Nshalla replied, "We don't know, Assane. Perhaps you know more than you let on."

"What do you mean?"

Nshalla marvelled that an entity of software and electromagnetic ripples could appear so human. "I think you're hiding something about what's happening around here. Our transputers are clean. We met you near Sidi Maktar, and that's where the attacks started."

He defended himself by attacking. "You know the android behind the Hira and the earlier, gender attack. It is a creature of your past, so do not place the suspicion upon me."

"But who knows how it got to be with us?" countered Nshalla.

"And who knows where it is now?" Gmoulaye added.

Blandly, Assane replied, "I cannot answer these questions. I only know its physical component is in the vicinity. Support for the virus ecology necessary to create the Hira requires this. Naturally, the suspicion falls upon you both."
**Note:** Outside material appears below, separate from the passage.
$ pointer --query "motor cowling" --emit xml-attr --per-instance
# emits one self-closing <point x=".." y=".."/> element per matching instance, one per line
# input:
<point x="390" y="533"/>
Nshalla felt trapped. She dared not admit that she knew I-C-U Tompieme was around since that would both make her appear untrustworthy and give Assane more information than she wanted him to possess. Could Assane be working with the transputer-shaman? It seemed unlikely. So what was the truth?
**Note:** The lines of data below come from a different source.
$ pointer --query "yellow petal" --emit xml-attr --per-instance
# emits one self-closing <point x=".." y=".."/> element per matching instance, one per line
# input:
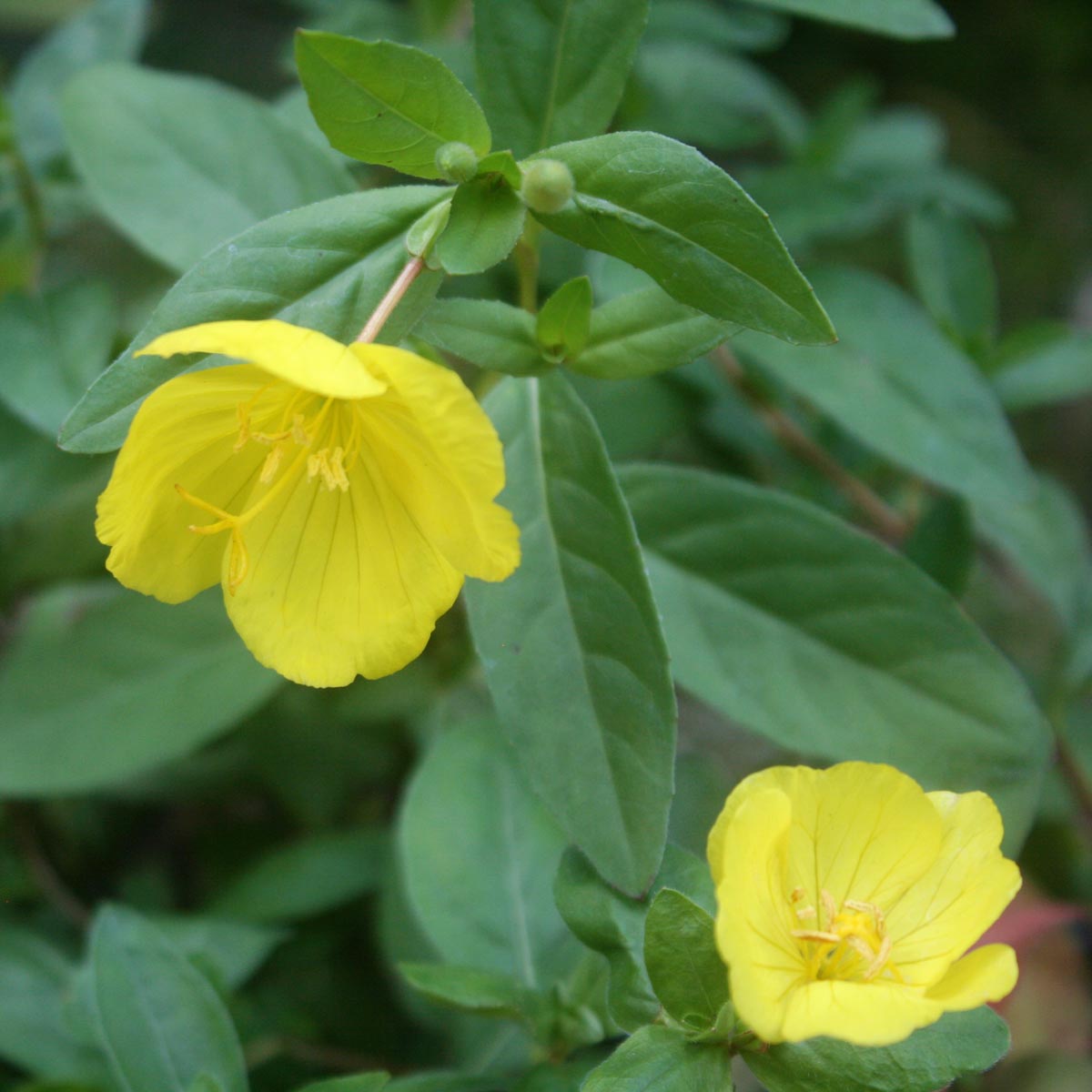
<point x="753" y="916"/>
<point x="960" y="896"/>
<point x="986" y="975"/>
<point x="338" y="583"/>
<point x="305" y="359"/>
<point x="441" y="456"/>
<point x="184" y="435"/>
<point x="866" y="1014"/>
Suddenly her frustration made her lash out. "Leave us alone. I'm tired of playing word games with you, Assane Atangana, very tired indeed. Just go away."

"And Mnada?"

"I'll find her."

"And your progress through the desert?"

Nshalla began to walk away. "We'll find human guides," she said.

Sahara Desert 21-04-2130

Because of shifting sands, Araouane's peripheral optical web was not buried as was usually the case. Instead, cables wrapped in lycra snaked across the land, coded with stripes of different colours to indicate their source within the settlement, and many eye interfaces poked out like the tentacular optical stalks of sand crabs.
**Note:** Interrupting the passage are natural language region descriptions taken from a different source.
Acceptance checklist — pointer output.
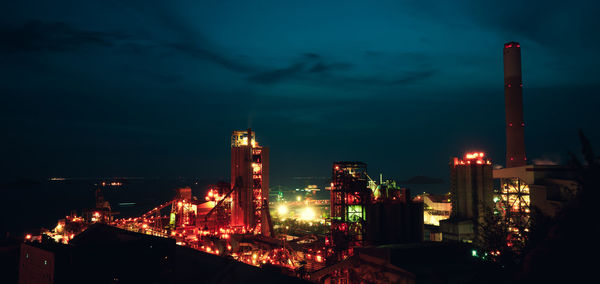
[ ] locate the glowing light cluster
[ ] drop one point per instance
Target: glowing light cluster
(472, 158)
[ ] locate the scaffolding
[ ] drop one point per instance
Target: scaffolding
(349, 199)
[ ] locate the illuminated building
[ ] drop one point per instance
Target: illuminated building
(250, 184)
(349, 199)
(437, 207)
(545, 187)
(394, 219)
(513, 97)
(471, 189)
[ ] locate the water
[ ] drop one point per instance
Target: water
(32, 204)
It was an hour before dawn. Cool air currents wafted across the desert. The stars burned like sparks.

An early camel train sashayed out of town. Twenty groaning, belching beasts departed, loaded with great saddles of leather arranged with red and yellow fabric, and leather caskets filled with gold from the mines of Araouane. The moslems of Araouane bartered for bars of salt from the Taoudenni mines with this gold.

As the stars faded and a glow came to the east, the camel train passed a knot of cable nexi that had become entangled by a combination of weather and neglect. The aether was at normal strength here, and so the concentration of information represented by the knot caused a tiny local disturbance, fractal patterns known to aether technicians across the civilised world as shiyonin, literally 'personal servants of the employer'. In some countries, notably New Nippon, where every room was wired, shiyonin were intense enough to make life quite difficult. In this particular case the shiyonin was following the mathematical constraints of a Julia Set; scarlet and green motes set against a cloud of dark smoke.

But this morning was unusual.

The shiyonin seemed to be attracted to a patch of desert sand unremarkable in its colour, texture, or consistency. Miniature shiyonin split themselves from the main pattern and swirled above this patch, eventually forming a spinning ogee that sparkled and spat out motes of olive and emerald. When the sun peeped above the horizon, the new shiyonin leaped for joy and shone like a new leaf.

From the patch of sand ten small lumps of green emerged. They soon became elongated and began to wriggle like fat worms, until the objects they were attached to appeared: a pair of hands. Some metres away two related objects appeared, and these were feathered. Like the hands, they were connected to a far larger object emanating from its cybercrypt; a torso with a head and, visible after ten minutes of emergence, two huge wings and a pair of strong legs.

A green man.

The green man surveyed his environment.

The shiyonin faded as the cybercrypt below the sand—accumulated after decades of autonomous activity by gene manufacturing nano-factories, discarded transputer RAM, and teams of subterranean biocable layers—shut itself down to become an aetherial nonentity. Its part was over. As the womb for an immense hierarchy of aetherial software, it had effectively died.

That left the green man.

Already he could sense something familiar to his hyperactive mind. Something that required investigation.